I think we each carry around our own subjective inner-aesthetic of what Folk is, or means to us, and sometimes we might find someone who is of a similar mind, but I would be wary of anything approaching a concensus. Just look along the thread titles of Mudcat and try to divine the Common Factor.
I agree about ballads, though I might dispute their primary purpose is simply to 'tell a story'; or that 'telling a story' is ever so simple a thing anyway. Stained glass windows might be said to tell a story, but like a ballad, that story will be well known to the listener. Last night I watched Planet of the Apes (1968) for what must have been the 345th time in my life and yet each time it comes out different for me, as stories invariably do as they catch the listener in different ways whatever the agenda (or otherwise) of the original, or the intentions of the teller or the singer.
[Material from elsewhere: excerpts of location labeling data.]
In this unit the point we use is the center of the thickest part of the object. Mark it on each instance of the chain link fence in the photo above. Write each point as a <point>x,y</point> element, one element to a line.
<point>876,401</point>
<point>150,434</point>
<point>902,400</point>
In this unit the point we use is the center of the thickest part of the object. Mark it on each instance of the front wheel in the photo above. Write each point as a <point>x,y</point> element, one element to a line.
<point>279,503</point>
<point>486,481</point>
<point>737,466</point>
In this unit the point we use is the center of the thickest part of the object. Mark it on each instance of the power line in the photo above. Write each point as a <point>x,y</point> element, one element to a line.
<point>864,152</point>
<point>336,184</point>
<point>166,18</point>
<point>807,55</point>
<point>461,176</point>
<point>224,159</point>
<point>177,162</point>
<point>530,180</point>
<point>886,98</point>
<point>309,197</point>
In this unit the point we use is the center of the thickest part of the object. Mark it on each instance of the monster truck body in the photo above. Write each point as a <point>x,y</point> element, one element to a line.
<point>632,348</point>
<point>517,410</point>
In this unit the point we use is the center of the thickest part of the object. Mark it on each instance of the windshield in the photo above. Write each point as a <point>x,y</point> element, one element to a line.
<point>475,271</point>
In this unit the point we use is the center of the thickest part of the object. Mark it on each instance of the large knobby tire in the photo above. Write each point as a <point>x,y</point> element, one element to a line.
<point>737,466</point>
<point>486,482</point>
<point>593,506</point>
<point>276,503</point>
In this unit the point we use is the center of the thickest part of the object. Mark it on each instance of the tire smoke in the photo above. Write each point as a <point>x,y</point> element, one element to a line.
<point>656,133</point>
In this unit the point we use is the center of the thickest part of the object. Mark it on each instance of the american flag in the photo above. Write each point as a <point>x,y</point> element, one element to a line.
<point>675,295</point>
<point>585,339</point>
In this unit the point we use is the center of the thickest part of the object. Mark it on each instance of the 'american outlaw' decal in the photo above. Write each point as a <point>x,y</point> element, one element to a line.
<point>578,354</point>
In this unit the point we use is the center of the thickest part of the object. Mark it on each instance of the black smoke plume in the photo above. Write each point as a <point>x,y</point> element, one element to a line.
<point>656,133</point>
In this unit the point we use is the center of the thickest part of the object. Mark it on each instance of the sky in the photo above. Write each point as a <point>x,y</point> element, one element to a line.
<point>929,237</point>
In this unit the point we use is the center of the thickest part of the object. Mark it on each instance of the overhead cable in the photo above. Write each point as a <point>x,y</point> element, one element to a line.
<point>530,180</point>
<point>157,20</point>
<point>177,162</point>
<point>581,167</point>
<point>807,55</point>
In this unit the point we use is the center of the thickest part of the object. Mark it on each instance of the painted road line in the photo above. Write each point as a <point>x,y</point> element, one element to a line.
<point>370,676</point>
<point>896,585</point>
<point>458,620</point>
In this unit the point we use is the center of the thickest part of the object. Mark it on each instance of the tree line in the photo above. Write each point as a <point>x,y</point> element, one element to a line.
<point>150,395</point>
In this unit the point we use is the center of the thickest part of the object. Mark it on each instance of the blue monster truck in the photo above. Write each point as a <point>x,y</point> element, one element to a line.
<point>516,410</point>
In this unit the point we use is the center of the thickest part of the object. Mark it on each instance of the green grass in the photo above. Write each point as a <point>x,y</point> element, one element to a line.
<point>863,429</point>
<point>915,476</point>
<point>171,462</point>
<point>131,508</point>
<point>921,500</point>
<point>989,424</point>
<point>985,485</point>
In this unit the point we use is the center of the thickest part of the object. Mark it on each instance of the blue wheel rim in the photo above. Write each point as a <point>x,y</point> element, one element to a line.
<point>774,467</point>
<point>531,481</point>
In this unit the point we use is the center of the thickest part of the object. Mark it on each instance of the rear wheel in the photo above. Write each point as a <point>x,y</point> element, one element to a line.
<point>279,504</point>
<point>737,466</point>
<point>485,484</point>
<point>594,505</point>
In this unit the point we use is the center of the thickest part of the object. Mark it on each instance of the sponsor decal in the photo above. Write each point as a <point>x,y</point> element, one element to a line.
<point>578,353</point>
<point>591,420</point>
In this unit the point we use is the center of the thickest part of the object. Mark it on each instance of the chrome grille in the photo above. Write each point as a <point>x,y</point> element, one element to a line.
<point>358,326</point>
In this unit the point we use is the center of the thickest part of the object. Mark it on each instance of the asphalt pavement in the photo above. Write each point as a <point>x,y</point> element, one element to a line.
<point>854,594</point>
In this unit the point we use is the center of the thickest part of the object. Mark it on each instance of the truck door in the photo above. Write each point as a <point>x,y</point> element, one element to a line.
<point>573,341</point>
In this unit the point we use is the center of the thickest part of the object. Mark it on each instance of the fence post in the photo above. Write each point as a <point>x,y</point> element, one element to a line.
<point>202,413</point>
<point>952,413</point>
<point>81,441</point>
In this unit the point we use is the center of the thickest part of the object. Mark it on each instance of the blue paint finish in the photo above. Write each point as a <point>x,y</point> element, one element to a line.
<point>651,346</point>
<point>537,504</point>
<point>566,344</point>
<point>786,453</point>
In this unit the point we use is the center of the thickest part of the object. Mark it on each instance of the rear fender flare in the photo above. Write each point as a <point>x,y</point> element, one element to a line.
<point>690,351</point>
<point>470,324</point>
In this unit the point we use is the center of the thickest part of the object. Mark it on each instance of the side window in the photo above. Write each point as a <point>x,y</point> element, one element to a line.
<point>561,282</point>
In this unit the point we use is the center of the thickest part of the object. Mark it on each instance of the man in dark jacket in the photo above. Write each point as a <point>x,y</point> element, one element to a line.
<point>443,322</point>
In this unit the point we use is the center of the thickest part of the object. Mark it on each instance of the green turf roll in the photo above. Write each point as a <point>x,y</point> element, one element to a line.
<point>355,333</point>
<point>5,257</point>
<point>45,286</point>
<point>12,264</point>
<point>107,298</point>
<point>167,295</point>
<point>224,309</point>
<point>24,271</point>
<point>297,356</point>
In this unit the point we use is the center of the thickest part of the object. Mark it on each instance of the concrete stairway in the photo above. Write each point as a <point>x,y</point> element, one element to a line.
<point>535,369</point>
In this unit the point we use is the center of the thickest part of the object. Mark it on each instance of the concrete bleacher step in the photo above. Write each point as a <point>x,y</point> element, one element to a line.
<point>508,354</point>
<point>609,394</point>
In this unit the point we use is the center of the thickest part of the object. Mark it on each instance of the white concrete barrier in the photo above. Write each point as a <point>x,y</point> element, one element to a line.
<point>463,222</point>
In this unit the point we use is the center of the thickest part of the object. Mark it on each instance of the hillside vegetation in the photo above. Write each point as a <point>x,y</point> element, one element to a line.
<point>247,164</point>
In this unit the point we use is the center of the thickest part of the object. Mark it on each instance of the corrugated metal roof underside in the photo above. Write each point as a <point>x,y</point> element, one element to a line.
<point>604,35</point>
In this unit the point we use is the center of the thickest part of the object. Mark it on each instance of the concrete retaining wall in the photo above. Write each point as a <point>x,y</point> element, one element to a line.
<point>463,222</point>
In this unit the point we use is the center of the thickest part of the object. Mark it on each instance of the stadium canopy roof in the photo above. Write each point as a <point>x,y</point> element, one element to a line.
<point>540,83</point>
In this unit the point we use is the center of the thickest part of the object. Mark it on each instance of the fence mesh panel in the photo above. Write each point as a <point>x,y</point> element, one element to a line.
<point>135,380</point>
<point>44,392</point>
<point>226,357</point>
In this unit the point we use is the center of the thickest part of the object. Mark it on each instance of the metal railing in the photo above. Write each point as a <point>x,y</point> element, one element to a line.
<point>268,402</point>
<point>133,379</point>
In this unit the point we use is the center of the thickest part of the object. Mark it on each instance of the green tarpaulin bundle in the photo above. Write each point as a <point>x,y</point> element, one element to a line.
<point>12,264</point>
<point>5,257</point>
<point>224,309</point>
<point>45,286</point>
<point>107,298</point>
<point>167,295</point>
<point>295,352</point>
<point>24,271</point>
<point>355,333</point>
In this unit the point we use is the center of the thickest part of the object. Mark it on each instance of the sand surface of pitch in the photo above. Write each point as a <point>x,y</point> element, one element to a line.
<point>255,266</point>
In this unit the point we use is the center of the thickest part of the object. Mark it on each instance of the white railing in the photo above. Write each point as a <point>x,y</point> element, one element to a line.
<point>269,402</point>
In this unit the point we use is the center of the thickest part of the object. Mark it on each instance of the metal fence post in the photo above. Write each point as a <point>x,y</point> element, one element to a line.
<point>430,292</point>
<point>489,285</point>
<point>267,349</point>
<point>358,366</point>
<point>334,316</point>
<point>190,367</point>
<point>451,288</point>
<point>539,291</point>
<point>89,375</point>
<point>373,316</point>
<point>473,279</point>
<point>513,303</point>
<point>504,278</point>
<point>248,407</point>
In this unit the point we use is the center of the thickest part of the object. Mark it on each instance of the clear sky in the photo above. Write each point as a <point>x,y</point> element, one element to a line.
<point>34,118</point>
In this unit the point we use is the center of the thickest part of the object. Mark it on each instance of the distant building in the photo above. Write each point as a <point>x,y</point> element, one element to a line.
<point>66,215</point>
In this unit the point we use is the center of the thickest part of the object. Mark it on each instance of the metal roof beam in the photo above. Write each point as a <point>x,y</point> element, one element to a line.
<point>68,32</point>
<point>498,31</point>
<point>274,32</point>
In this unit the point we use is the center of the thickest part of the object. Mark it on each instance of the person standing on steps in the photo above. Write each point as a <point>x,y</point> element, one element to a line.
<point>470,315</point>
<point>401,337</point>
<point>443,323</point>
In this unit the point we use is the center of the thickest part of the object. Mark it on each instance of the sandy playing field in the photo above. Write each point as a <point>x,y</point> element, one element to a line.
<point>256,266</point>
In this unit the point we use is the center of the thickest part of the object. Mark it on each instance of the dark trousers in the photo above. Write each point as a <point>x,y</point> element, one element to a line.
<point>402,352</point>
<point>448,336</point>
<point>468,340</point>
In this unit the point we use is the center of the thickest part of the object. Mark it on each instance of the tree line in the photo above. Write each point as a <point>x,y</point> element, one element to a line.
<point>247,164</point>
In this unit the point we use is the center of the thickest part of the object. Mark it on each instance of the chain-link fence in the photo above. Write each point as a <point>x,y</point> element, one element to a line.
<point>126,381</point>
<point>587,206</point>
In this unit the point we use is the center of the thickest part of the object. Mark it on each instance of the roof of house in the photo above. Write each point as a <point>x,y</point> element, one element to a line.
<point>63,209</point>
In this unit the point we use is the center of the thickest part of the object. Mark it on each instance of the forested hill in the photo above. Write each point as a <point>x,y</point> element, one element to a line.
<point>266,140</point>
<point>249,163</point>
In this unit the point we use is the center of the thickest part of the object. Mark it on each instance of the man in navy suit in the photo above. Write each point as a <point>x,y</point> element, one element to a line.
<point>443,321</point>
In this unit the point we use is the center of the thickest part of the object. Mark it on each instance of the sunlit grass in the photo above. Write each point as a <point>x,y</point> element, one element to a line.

Ballads, like films, move in terms of image and archetype and all manner of occult levels which even the singer won't be aware of. The receptive mind is not passive; the cultural process whirls in ways we might never fully understand, and so stories will mean things we'll never dream of in a million years. So, like all storytelling, it is never so simple a thing as telling a story, even culturally. Every Easter I attend the Catholic Triduum to hear a very old story indeed, one that defines much of what I am despite being an Atheist; likewise at Christmas. I hear ballads in much the same way, but always afresh, so it makes perfect sense to sing them in as fluid a way as possible without labouring 'the story' as such, allowing for the fact that there is always going to be more to it than meets the eye, or ear, or the brain, so correctness is a complete anathema to the nature of the thing, however so entrenched the revival orthodoxy might be, largely thanks to the creative genius of Martin Carthy. That said, though aware of the orthdoxy, I'm not reacting against it; I just do things as they feel right for me to do them, and I really hope that's true of everyone, even those for whom the orthodox way is right.
Do what Thou Wilt - but for God's sake make sure you encourage others in their efforts to do likewise, then we might have something to go on.